Guideline-Based Recommendations

Diagnosis

  • Preoperative testing should include serum vitamin B12, folic acid, complete blood count, chemistry panel, lipid profile, liver and thyroid function, and coagulation tests.
  • Consider holotranscobalamin, methyl malonic acid, and homocysteine levels for borderline vitamin B12 cases (150–220 pmol/L).

Management

  • Monitor and manage micronutrient deficiencies postoperatively, especially vitamin B12 due to decreased intrinsic factor production.
  • Recognize that both SG and RYGB have similar micronutrient deficiency profiles despite different surgical mechanisms.

Monitoring & Follow-up

  • Regular follow-up for micronutrient levels including vitamin B12 and others to prevent deficiency-related complications.
  • Monitor gut microbiome changes as they may influence weight loss outcomes and IBD disease activity.

Risks

  • Micronutrient deficiencies including vitamin B12 deficiency due to altered absorption post-MBS.
  • Potential exacerbation or modulation of IBD due to changes in gut microbiota and immune responses after surgery.
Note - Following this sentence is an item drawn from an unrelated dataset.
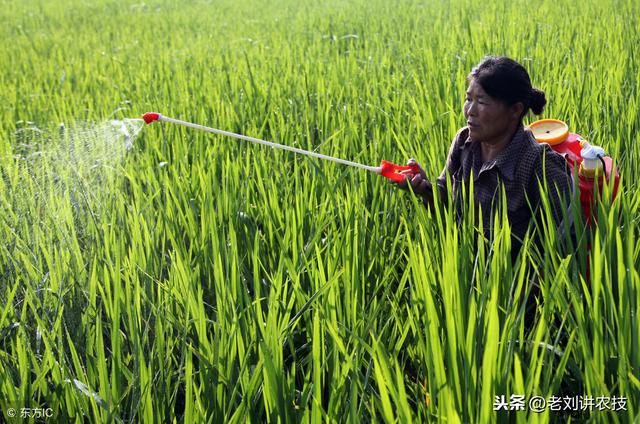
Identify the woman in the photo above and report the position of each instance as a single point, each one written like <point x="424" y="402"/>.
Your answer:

Patient & Prescribing Data

Obese patients with or without inflammatory bowel disease undergoing bariatric surgery

Both sleeve gastrectomy and Roux-en-Y gastric bypass are effective for weight loss but require careful monitoring for micronutrient deficiencies and immune-related complications in IBD patients.

Clinical Best Practices

  • Conduct comprehensive preoperative micronutrient screening including vitamin B12 and folate.
  • Implement postoperative supplementation and monitoring protocols tailored to the type of bariatric surgery performed.
  • Consider the impact of altered gut microbiota and immune function in patients with IBD undergoing bariatric surgery.
  • Use additional biomarkers (holotranscobalamin, methyl malonic acid, homocysteine) to assess borderline vitamin B12 status.
  • Educate patients on the importance of adherence to micronutrient supplementation and follow-up.